By Maggie Layden
Green consumerism offers people the opportunity to save the planet by buying more environmentally-friendly things, but this approach is less environmentally-friendly than actually buying fewer things and living more modestly. The argument for green consumerism seems to be that an incremental approach to consumption is “good enough for now,” that if we buy just as much as before, but “buy green,” we will have done our part.
For most of us, the vast array of eco-options on the shelves of our favorite stores is a sign of progress. If the sheer number of environmentally friendly products on the market is any indication, consumers seem pretty eager to do their part for a more sustainable future. Whether the manufacturers are acting out of genuine environmental interest or simply a financial interest in meeting consumer demand is beside the point, right? We’re reducing our carbon footprint, recycling at growing rates, and supporting local farmers.
The problem with green consumerism is that it encourages consumers to go out and buy, buy, buy, and offers “guilt-free” feelings about this unsustainable action. But “green” products still use resources.
Consumerism, and establishing your identity by having to buy the latest “in” thing, is simply bad for the environment. What we buy is manufactured from resources we take from the earth, one way or another. We live on a finite planet and cannot continue to increase what we take and use from it. Even recycled products cause harm. Manufacturing requires energy. Shipping and transportation requires fuel. Green consumerism offers consumers a false sense that they are helping the earth.
Many consumers have embraced real ways of living green, but some have instead embraced green consumerism, which does not provide a solution to the problems we currently face. Critics question the notion that we can avert climate change by buying so-called earth-friendly products, from clothing and cars to homes and vacations, when the cumulative effect of our consumption remains enormous and hazardous.
Paul Hawken, an author and longtime environmental activist, said the current boom in “green” products offers a false promise. “Green consumerism is an oxymoronic phrase,” he said. Hawken blames the media and traditional marketing techniques for turning environmentalism into a mainstream trend that distracts the general population from serious issues. He, and other critics, say the genuine solution is to significantly reduce our consumption of goods and resources. It’s not enough to build a vacation home of recycled lumber; the real way to reduce one’s carbon footprint is to only own one home. “Really going green means having less,” Hawken said.
Bringing consciousness of our effects on nature’s systems into the decision-making of the average consumer is a necessity for all people on earth. It is important that people understand that we cannot buy our way out of the problems we have created. We must make changes to our lifestyles and take new approaches that protect this earth and its natural resources for future generations.

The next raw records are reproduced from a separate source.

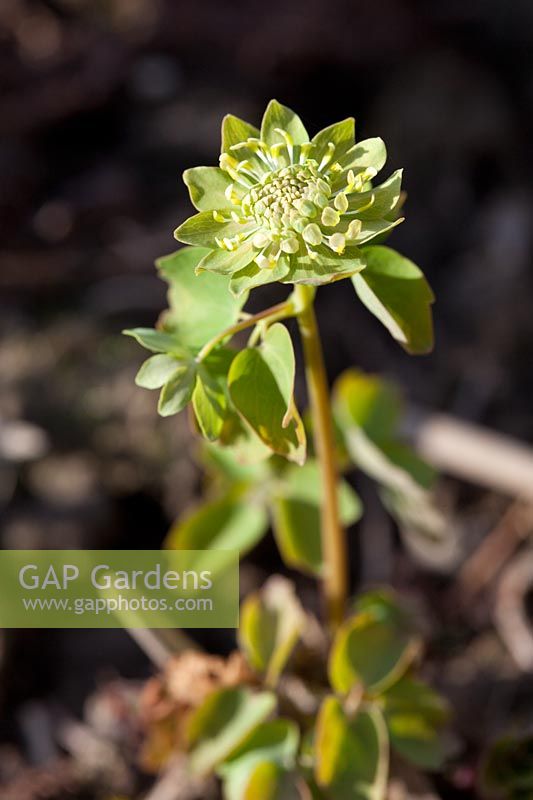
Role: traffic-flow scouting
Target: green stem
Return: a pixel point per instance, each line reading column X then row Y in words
column 280, row 311
column 334, row 549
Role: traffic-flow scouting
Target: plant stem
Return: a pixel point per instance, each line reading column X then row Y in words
column 279, row 311
column 334, row 549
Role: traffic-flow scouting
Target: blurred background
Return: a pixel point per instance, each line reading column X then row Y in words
column 103, row 103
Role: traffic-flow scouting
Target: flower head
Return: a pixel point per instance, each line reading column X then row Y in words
column 284, row 207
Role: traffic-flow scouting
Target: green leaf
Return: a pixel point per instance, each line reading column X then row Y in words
column 252, row 276
column 271, row 623
column 177, row 392
column 352, row 759
column 278, row 117
column 222, row 723
column 296, row 503
column 158, row 341
column 373, row 228
column 371, row 403
column 157, row 370
column 507, row 769
column 202, row 229
column 396, row 292
column 379, row 202
column 367, row 153
column 226, row 262
column 261, row 382
column 210, row 399
column 424, row 528
column 209, row 403
column 232, row 522
column 367, row 411
column 257, row 769
column 238, row 437
column 415, row 716
column 200, row 305
column 341, row 134
column 223, row 464
column 269, row 781
column 374, row 648
column 207, row 186
column 234, row 131
column 327, row 268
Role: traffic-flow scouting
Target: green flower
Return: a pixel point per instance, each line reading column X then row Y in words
column 283, row 207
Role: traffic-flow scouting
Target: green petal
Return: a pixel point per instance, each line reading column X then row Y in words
column 203, row 229
column 178, row 391
column 368, row 153
column 200, row 306
column 383, row 199
column 328, row 267
column 397, row 293
column 278, row 116
column 226, row 262
column 235, row 130
column 252, row 276
column 342, row 134
column 157, row 370
column 375, row 227
column 207, row 186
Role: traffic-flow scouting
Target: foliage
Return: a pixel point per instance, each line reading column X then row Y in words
column 263, row 745
column 285, row 207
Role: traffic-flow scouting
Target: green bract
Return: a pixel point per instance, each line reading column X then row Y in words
column 284, row 207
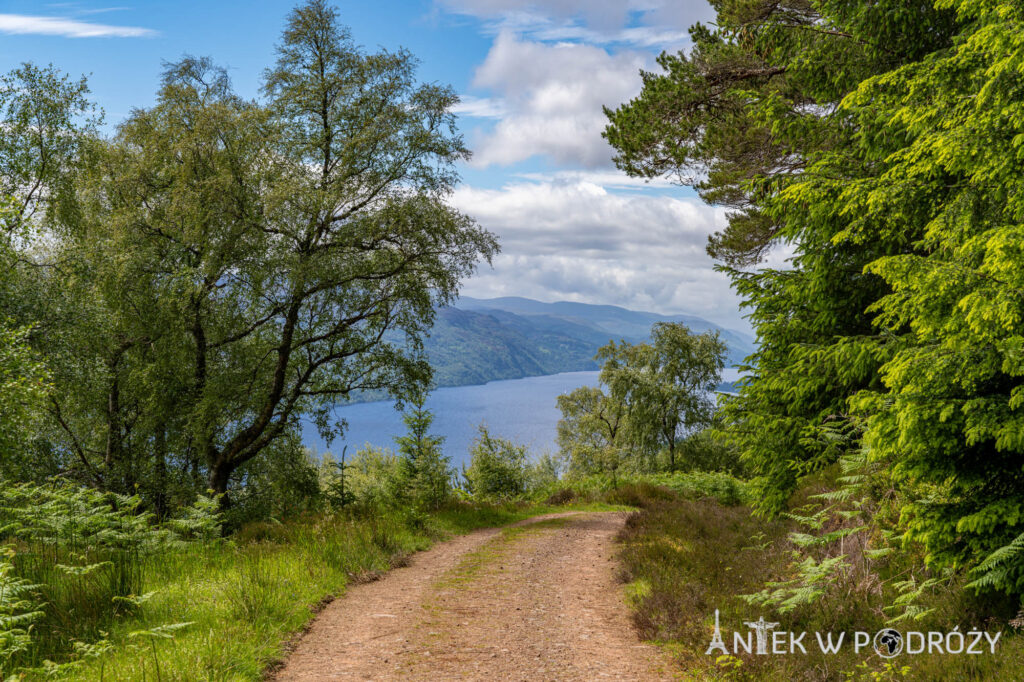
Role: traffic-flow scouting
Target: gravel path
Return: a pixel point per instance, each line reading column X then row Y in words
column 535, row 601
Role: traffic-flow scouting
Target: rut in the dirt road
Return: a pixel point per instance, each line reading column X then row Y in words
column 535, row 601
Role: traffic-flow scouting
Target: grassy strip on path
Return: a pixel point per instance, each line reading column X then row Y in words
column 245, row 599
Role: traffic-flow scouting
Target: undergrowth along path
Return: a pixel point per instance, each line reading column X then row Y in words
column 537, row 600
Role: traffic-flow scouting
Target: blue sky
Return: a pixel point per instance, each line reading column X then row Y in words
column 532, row 76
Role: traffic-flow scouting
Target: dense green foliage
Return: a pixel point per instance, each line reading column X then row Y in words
column 219, row 267
column 653, row 397
column 880, row 140
column 498, row 468
column 426, row 470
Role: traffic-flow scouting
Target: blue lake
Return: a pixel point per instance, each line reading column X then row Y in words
column 521, row 410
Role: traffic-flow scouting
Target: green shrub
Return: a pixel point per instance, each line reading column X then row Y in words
column 497, row 467
column 425, row 470
column 375, row 477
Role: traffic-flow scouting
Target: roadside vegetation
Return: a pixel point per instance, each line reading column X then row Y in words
column 176, row 296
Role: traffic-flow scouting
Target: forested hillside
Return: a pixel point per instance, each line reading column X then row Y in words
column 480, row 340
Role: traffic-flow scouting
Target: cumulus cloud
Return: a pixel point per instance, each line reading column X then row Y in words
column 68, row 28
column 552, row 97
column 577, row 241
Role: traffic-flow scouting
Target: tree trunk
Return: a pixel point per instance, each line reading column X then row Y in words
column 160, row 474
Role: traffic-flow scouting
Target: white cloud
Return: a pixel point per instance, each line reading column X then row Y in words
column 609, row 179
column 577, row 241
column 553, row 95
column 479, row 108
column 52, row 26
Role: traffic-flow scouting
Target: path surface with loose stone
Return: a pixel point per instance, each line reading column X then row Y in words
column 538, row 600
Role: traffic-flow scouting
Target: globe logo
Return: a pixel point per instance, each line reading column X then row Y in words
column 888, row 643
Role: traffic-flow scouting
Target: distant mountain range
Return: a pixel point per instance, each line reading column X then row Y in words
column 480, row 340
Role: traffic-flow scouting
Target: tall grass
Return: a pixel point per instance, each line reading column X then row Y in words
column 683, row 558
column 92, row 589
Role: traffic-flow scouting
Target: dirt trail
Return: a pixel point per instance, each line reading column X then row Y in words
column 534, row 601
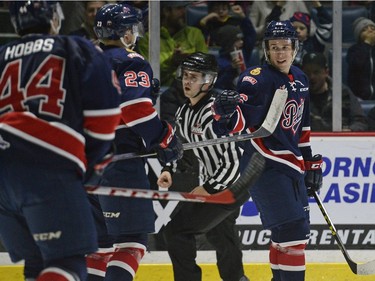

Imagine if all consumers switched to hybrids, non-polluting detergents, non-toxic cleaning supplies, reduced the chemical loads on their lawns and gardens, increased the amount of organic foods they ate, pressured officials to increase the amount of available alternative energy, went solar, reused, recycled, and reduced the amount of stuff they buy. Small actions, when taken by a large group, can yield great change.
We must continue to work together in reducing overall consumption to protect the environment on which modern economies and lives depend. The task presented to consumers is this: first and foremost reduce your consumption, then buy “green,” but only buy as much as you need to live.